PUNGO — It started on a Sunday with a basket of unmatched socks, as all great tragedies do.
My wife set it in the living room and instructed the kids to pair them. We have three girls, two of them old enough for such work. The four year old helped me watch the New England Patriots win on TV.
The two on sock duty made a game of it. The 11 year old oversaw a contest, presumably of her invention, called Puppy. The nine year old is the puppy. The 11 year old gives the puppy an unmatched sock. The puppy sniffs the sock, gives it a look, and brings its mate back to the 11 year old.
The nine year old loves this game nearly as much as the 11 year old loves supervisory roles. Still, it’s hard to argue with results. They filled part of the basket with little, balled-up bundles. Perfectly paired socks.
As the Pats game went into the record books, the older girls found matches harder and harder to come by.
My wife directed the girls to sort the socks by color on the carpet. The girls found more matches upstairs. Yet dozens upon dozens could not be matched.
On Monday, in the living room, socks of many colors, sizes and patterns remained spread across our carpet. We stepped over them so as not to touch these noble socks with anything so base as the human foot.

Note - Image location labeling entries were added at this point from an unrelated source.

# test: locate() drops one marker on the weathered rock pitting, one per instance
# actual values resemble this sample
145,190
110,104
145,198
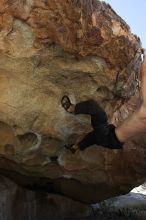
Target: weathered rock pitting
81,49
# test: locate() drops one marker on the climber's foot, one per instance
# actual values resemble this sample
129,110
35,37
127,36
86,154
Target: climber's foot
73,148
67,105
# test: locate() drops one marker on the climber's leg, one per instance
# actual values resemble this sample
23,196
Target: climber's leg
98,115
67,105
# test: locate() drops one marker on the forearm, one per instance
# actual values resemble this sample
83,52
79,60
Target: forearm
133,126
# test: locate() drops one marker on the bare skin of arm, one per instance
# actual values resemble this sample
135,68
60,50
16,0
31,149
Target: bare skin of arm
136,123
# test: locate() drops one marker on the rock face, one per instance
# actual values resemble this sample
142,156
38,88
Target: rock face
77,48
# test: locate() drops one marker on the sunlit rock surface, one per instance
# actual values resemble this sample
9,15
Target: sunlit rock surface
77,48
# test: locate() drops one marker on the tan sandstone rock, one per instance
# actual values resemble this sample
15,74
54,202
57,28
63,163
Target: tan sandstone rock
78,48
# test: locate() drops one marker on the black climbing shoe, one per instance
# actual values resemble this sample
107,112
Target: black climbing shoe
67,105
73,148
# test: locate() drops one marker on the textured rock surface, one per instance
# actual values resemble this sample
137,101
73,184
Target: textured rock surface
82,49
20,204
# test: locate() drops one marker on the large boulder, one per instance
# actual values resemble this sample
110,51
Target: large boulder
82,49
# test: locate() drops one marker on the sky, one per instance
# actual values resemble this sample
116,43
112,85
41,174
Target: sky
134,13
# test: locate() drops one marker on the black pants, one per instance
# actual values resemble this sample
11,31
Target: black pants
103,133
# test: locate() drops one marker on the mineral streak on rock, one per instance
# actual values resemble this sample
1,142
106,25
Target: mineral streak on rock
78,48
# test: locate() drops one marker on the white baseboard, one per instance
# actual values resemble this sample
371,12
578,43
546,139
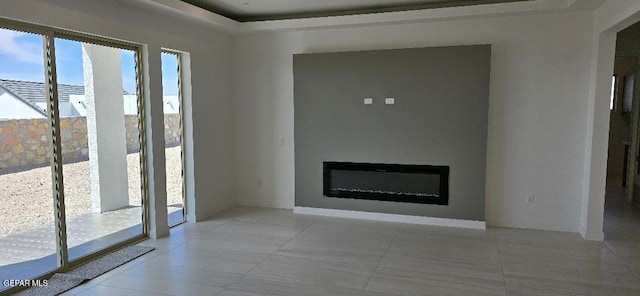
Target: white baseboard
473,224
593,236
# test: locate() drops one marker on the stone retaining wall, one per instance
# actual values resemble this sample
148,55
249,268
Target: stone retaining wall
24,143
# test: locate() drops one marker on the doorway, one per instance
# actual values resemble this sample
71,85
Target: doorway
72,177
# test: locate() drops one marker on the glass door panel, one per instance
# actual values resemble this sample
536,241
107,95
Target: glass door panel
27,231
173,138
100,145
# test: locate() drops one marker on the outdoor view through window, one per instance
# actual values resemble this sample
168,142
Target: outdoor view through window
95,176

“I think where it really began was with allowing the girls to wear mismatched socks,” my wife said after dinner.
Over time, mismatches became more daring, with loads of laundry furthering the divide between a sock and its partner.
“All of a sudden it wasn’t just mismatched colors,” my wife said.

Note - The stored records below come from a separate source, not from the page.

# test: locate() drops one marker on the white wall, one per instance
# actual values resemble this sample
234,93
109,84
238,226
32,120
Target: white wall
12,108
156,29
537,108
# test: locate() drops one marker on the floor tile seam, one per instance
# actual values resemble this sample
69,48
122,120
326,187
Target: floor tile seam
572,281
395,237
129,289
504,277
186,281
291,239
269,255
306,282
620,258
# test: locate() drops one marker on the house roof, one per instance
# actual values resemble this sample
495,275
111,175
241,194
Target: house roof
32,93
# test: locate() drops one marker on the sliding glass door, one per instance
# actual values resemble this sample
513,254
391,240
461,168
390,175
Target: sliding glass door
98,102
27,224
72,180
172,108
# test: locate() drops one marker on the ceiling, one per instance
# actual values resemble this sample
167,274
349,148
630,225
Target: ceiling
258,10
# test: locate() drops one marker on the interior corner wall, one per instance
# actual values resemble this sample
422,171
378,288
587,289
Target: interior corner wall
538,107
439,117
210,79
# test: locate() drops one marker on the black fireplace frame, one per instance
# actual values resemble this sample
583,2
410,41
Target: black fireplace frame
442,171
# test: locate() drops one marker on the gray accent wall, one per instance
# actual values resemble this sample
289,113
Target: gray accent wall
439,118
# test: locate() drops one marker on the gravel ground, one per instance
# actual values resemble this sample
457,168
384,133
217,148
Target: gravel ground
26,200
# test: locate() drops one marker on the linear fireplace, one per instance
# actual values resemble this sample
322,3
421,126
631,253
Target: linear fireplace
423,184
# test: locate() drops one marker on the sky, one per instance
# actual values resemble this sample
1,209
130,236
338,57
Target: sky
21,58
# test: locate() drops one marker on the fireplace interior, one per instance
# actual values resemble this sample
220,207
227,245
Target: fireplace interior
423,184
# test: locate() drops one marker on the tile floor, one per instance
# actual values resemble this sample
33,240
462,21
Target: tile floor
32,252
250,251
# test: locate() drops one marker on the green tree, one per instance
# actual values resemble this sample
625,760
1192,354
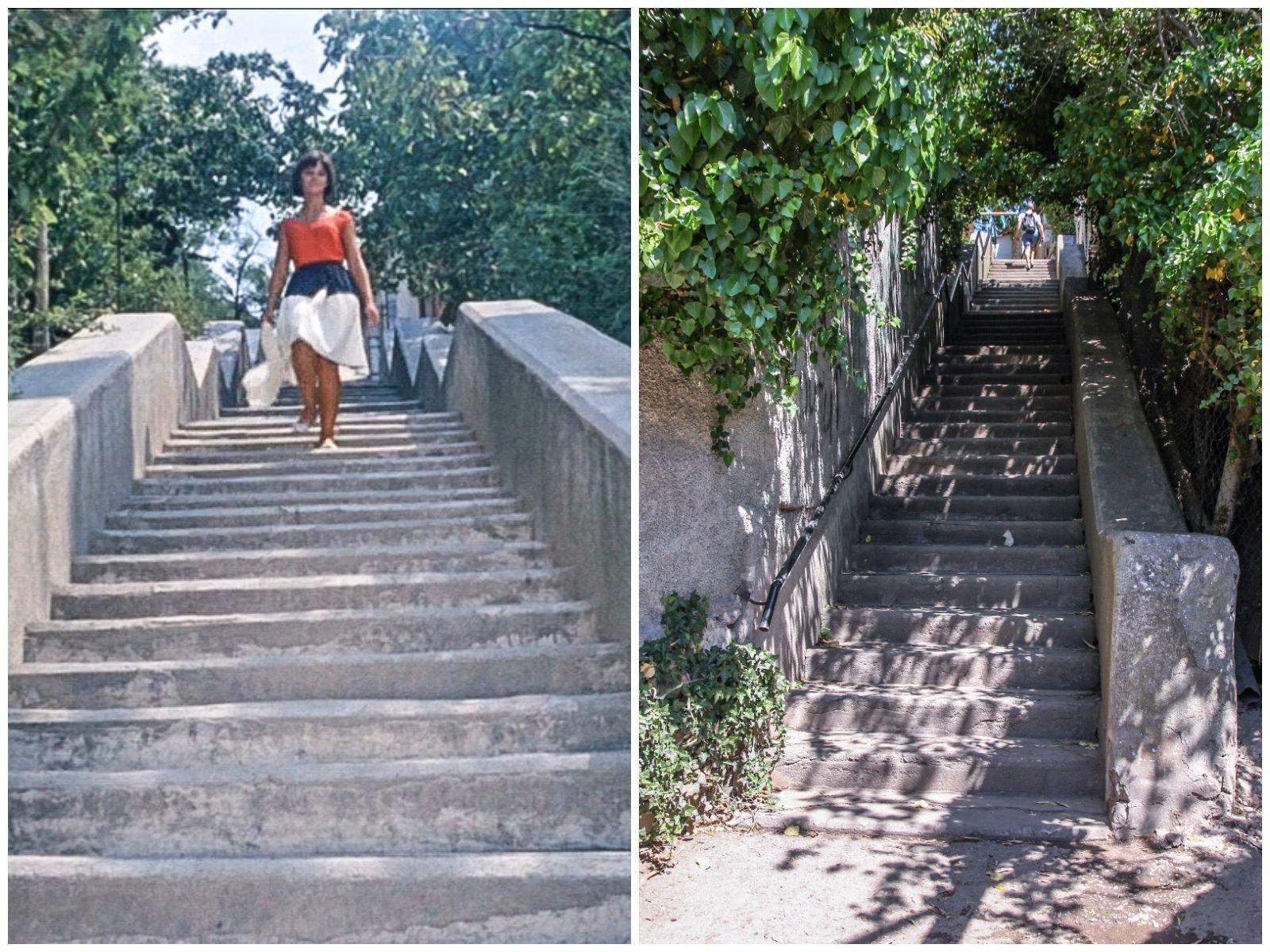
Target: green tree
491,152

Patterns clashed. Licensed Disney characters went off with generic animals. It was chaos.
“They got further and further away from their forever mates.” She paused a moment to reflect. “Some of them obviously weren’t forever mates. I think either we commit to throwing away mismatched socks – ”
“No,” the nine year old interjected.
“See?” my wife said, addressing the emotional cost of our deliberations. “Or we resign ourselves to never again wearing matching socks.”

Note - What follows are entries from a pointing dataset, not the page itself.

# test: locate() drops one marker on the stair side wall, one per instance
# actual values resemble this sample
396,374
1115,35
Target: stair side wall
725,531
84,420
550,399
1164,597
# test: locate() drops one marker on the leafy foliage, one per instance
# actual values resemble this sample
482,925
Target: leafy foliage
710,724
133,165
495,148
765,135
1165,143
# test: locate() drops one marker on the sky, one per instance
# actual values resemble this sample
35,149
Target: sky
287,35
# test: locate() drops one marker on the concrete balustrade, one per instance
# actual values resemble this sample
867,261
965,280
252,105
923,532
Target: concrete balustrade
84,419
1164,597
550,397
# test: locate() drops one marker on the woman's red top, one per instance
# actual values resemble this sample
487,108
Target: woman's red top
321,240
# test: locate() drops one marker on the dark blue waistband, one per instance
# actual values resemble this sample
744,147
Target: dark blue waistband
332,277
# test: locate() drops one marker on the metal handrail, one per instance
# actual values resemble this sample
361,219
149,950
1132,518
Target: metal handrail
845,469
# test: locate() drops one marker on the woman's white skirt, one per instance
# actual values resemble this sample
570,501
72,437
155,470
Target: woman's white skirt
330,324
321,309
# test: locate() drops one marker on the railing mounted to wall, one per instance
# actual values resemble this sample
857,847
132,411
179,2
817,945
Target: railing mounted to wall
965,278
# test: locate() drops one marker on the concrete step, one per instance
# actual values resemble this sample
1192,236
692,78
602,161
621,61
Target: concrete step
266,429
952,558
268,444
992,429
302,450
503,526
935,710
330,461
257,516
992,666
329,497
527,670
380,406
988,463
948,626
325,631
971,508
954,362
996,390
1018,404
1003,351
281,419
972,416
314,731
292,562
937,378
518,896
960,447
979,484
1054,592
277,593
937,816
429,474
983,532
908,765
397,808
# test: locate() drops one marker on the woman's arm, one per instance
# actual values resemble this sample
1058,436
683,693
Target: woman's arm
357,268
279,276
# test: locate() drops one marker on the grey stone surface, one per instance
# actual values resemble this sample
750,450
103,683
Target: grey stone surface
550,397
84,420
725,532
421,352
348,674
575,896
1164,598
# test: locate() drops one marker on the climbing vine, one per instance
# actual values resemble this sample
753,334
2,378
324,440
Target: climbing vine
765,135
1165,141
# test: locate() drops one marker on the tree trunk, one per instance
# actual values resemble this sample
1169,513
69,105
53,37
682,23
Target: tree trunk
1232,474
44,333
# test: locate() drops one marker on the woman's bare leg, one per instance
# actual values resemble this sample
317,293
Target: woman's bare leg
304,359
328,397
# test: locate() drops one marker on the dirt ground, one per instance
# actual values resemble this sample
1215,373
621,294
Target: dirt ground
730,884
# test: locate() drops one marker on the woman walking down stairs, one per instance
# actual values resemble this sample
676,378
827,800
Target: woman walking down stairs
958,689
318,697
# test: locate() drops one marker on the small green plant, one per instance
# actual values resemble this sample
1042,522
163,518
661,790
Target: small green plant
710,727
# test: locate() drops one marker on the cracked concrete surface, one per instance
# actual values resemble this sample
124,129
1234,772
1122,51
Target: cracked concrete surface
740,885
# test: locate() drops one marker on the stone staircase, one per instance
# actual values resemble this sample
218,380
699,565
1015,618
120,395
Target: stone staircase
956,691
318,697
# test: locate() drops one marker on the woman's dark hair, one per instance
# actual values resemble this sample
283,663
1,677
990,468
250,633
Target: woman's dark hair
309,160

The nine year old wanted to save the matchless socks. She appealed for consideration of their sorry plight. “On weekends, we only go to fancy dinner parties where you can’t wear mismatched socks,” she said.
Her logic left me baffled. What family is the child visiting on weekends?
Kids aren’t permitted at these hypothetical parties.
“We’re not allowed to go there because they serve champagne,” she said.
What does a nine year old know from champagne?
“It’s a big, fancy grownup drink that is served in funny, stemmy glasses that we always break and get grounded for life.”
This seemed to have little to do with either solving the sock problem or reality.
“Or we wear them to fancy people’s houses,” the nine year old continued.
What fancy people do we know?
“Pépé,” she said.
My father, a skilled singer who lives in New England, does own a tux. Not that his grandkids have seen him in it.
We were getting nowhere. So I called the 11 year old to the room. Hey, what do we do about all these socks?
“Goodbye,” she responded.
“Tell her about the champagne, Daddy,” the nine year old suggested.
But our eldest child was long gone.
The nine year old stuck to her guns. “I’m just saying we should not wear them to fancy dinner parties over the weekends.”
The four year old chimed in, if only to prove the young heart holds no pity.
“We should throw them away,” she said, “because they’re old.”
I repeated this to my wife.
Clearly, they’re angling to put us in a home.
“If we’re lucky,” my wife said.
The socks remained on the carpet.
My wife hopes matches will appear. I’m convinced we may need to wear them ourselves in the cold woods of Pungo after our daughters cast us out.
Please be neighborly if a couple clad in a suit and gown sewn from mismatched socks knocks. Don’t call the cops straight away. Just break out the champagne.